How the new tax code changes retirement saving

The new tax code makes a big change to the individual retirement account landscape, according to financial advisor Winnie Sun.

People are no longer allowed to go back and recharacterize their individual retirement accounts — if, for example, they realize they paid more taxes than they needed to, she said.

“This is critical, because if you are converting your traditional IRA at this point, it is permanent from 2018 and going forward,” said Sun, founder of Sun Group Wealth Partners. “So make sure you understand your options and get it right the first time.”

However, she added, if you converted your IRA in 2017, you have until Oct. 15 to still make changes, she said.

One of the best features of the tax cut is that you’re likely to have more disposable income, Sun said.
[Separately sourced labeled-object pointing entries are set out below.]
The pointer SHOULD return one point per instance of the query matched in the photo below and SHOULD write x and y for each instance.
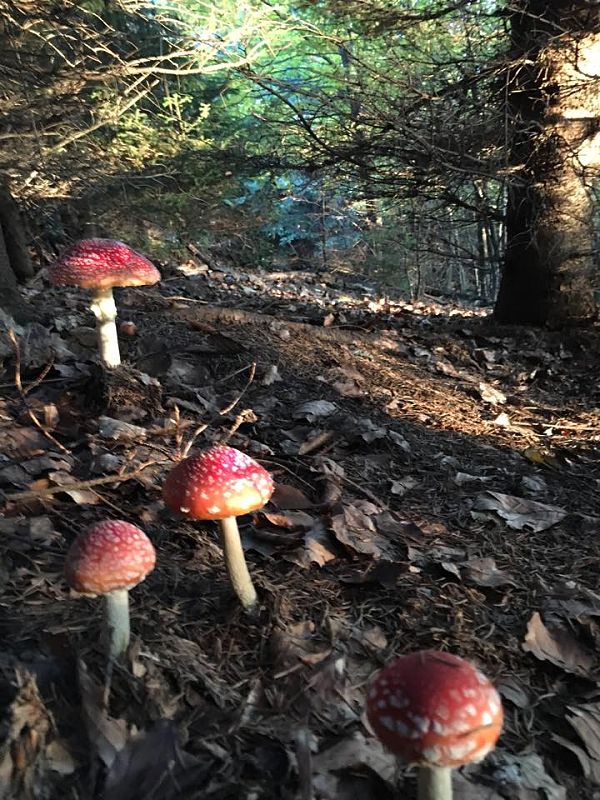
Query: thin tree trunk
(15, 240)
(554, 107)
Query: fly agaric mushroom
(221, 483)
(99, 265)
(110, 558)
(435, 710)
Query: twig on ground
(239, 420)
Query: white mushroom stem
(105, 311)
(434, 783)
(117, 622)
(236, 563)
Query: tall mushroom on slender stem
(100, 265)
(110, 558)
(221, 483)
(435, 710)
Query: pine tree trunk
(15, 239)
(15, 261)
(554, 108)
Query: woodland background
(427, 144)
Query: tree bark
(554, 110)
(15, 261)
(15, 239)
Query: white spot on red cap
(102, 264)
(109, 555)
(217, 483)
(443, 714)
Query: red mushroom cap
(109, 555)
(434, 709)
(217, 483)
(102, 264)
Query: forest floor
(437, 486)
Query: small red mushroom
(436, 710)
(99, 265)
(109, 558)
(221, 483)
“You don’t want to just go spend it, you want to go ahead and save it. But not just save it, put it in vehicles which really would give you more bang for your buck,” Sun said.

It’s always important to consider the tax ramifications of converting your IRAs, she said, because the contributions for a Roth IRA are after-tax, and pretax for a traditional IRA.

Before you make any changes, Sun said, “speak with your tax professional as well as your financial advisor.”

Even if you have a 401(k) at work, you should still have an IRA, Sun said. “It’s a wonderful thing to piggyback on top of your 401(k) to really supplement your retirement savings,” she said. “And it is much better than a savings account, because it’s tax-sheltered.”